In support of the Avalara SaaS suite of services, the Site Reliability Engineer is responsible for the security, compliance, reliability, and efficiency of our production systems. The team is responsible for maintaining service up-time in 24 x 7 environments, meet client expectations of accessible data services, and analyze the data in support of Tier2 client support tickets when requested.
The Site Reliability Engineer will enhance observability, troubleshoot Windows and Linux applications, create AWS infrastructure, write tools & automation, and impact the design of the future platform architecture. Additionally, the Senior Site Reliability Engineer develops support plans for all applications and adheres to those plans to provide the necessary level of production SLOs.
The Avalara product suite is a mix of Windows/SQL environments with a wide variety of additional open source applications present in a Linux environment. The role supports multiple projects and requires interactions and partnerships with teams and personnel from multiple business locations, skill sets, and backgrounds. As such, the position requires strong communication skills in addition to a solid foundation of technical skills, analytical abilities, and end-to-end troubleshooting techniques.
Essential Operational Engineering Skills:
- Recommend application changes to improve application performance
- Work with Development to transition applications from one platform to another when called for by the business
- Cloud Services experience with AWS, Azure or GPC
- Experienced in troubleshooting applications running on a Microsoft .NET Framework and .Net Core stacks or experienced in the LAMP stack. You must have strong experience in one and a willingness to learn the other.

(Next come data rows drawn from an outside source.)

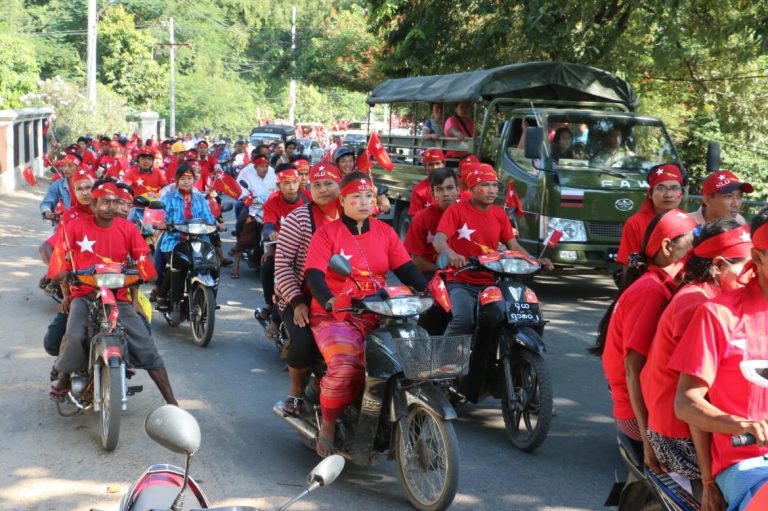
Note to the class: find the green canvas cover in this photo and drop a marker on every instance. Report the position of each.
(533, 80)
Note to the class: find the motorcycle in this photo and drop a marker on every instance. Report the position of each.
(194, 269)
(164, 487)
(507, 351)
(102, 386)
(649, 491)
(403, 411)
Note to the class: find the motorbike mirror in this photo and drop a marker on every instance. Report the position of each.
(173, 428)
(339, 265)
(141, 202)
(326, 471)
(442, 261)
(755, 371)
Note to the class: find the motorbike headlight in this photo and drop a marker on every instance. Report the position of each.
(110, 280)
(573, 230)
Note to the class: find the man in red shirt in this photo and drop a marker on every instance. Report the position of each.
(96, 239)
(423, 229)
(470, 229)
(712, 394)
(144, 178)
(420, 196)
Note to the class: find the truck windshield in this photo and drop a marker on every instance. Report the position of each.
(622, 143)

- Provide technical escalation and share in the on-call rotation
- Work independently and as a team-player, as required for the project at hand
- Review existing processes and recommend changes or institute new processes as necessary, including the areas of monitoring, upgrades, and tuning, etc.
- Generate high-quality project documentation, such as architecture designs, implementation plans, design documents, test plans, etc.
- At least 5 years' experience in a SAAS operating environment.
- Deep expertise in the mentality, processes, and tools needed to deliver five nines SLAs.
- Strong working knowledge of Windows or Linux and it's underlying components, system statistics, performance tuning, file systems, and io.
- Experience with either .NET or Linux in AWS.
- Solid scripting skills in Powershell, Python, Bash, or Perl and history of automating workloads
- Experience with production deployment, monitoring and operational support for enterprise-class applications
- Experience in performance diagnostics, capacity planning, performance architecture design, performance tuning, performance monitoring
- Experience working with load balanced high-traffic solutions/services.
- Experience in SQL and database services
- BS in Computer Science or equivalent with 5-8 years of relevant work experience
- Good verbal and written communication skills
Technologies you are likely to be working with: AWS, GitLab, Atlassian suite, Powershell, Python, Terraform & HashiCorp suite, Jenkins, Packer, C#, SumoLogic, CloudHealth, Grafana, Prometheus, HAproxy, RabbitMQ, SQL, Windows, Linux, Docker and containerization technologies etc.
- Can do attitude, no problem is too big or too small.
- A desire to delight customers.
- A systematic problem solver, with the ability to think outside the box.
- Good data analysis skills to pick up trends before they become major problems.
- Previous experience as an enterprise class Site Reliability Engineer
- A strong mix of Software Engineer and Operation Support skills.
- Desire to learn new technologies and programming languages.